Housing

The Mortgage Salvation Plan Spreads (JPM)(C)(WFC)(BAC)

DataBen Bernanke and Henry Paulson may be holding guns to the heads of major banks to get them to "reset" the mortgages of troubled homeowners, or the generous spirit of the holidays may have reached the corner offices at the big financial firms.

Yesterday, Citigroup (C) followed the road taken by JP Morgan (JPM) and offered to modify the terms of as much as $20 billion in mortgages for borrowers that are current on their loan payments but at risk of falling behind. Added to the $75 billion of home loans which are candidates for alteration by JPM and the swell is turning into a wave.

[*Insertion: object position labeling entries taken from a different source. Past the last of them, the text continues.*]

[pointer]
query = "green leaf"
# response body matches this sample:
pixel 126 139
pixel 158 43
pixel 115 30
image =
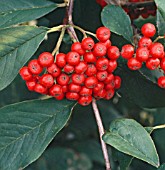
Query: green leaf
pixel 130 137
pixel 90 147
pixel 15 12
pixel 27 128
pixel 123 159
pixel 160 21
pixel 161 7
pixel 59 158
pixel 162 167
pixel 117 21
pixel 17 45
pixel 140 86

Congress has gotten the idea that it has to set up its own mortgage salvation plan, a church for the souls who may lose their homes to the repo man. But, the commercial banks may beat them to the altar.

At this point, if Bank of American (BAC) and Wells Fargo (WFC) offer similar programs, the pool of mortgages being reconsidered could go to $250 billion because of the acquisitions of Countrywide and Wachovia.

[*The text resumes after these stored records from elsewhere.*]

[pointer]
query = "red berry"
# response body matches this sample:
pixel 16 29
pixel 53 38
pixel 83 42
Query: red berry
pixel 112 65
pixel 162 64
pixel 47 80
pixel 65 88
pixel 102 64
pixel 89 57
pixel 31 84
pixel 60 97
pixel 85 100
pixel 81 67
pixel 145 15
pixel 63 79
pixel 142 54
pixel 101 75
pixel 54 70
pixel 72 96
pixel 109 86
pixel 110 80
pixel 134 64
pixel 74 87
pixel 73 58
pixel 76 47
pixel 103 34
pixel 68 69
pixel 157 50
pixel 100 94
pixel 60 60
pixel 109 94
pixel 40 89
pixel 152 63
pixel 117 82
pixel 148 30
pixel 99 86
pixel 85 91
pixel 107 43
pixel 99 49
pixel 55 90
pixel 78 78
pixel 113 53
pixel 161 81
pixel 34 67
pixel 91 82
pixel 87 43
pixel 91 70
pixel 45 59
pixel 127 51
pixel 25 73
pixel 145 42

The notion is not popular, but the Paulson plan may be working, along with the Bernanke emergency window where financial firms can trade worthless paper for real money. By some estimates, $2 trillion has gone out of that Fed facility. The amount of capital pumped into financial firms by the system may just have been enough for the mortgage problem to be partially solved by the lenders themselves.

Of course, banks may be acting in self interest, their normal motivation. A falling housing market means more mortgage write-offs. Even worse, it may lead to more haircuts on mortgage-backed paper.

Regardless of the reasons, the banks may help housing find a bottom.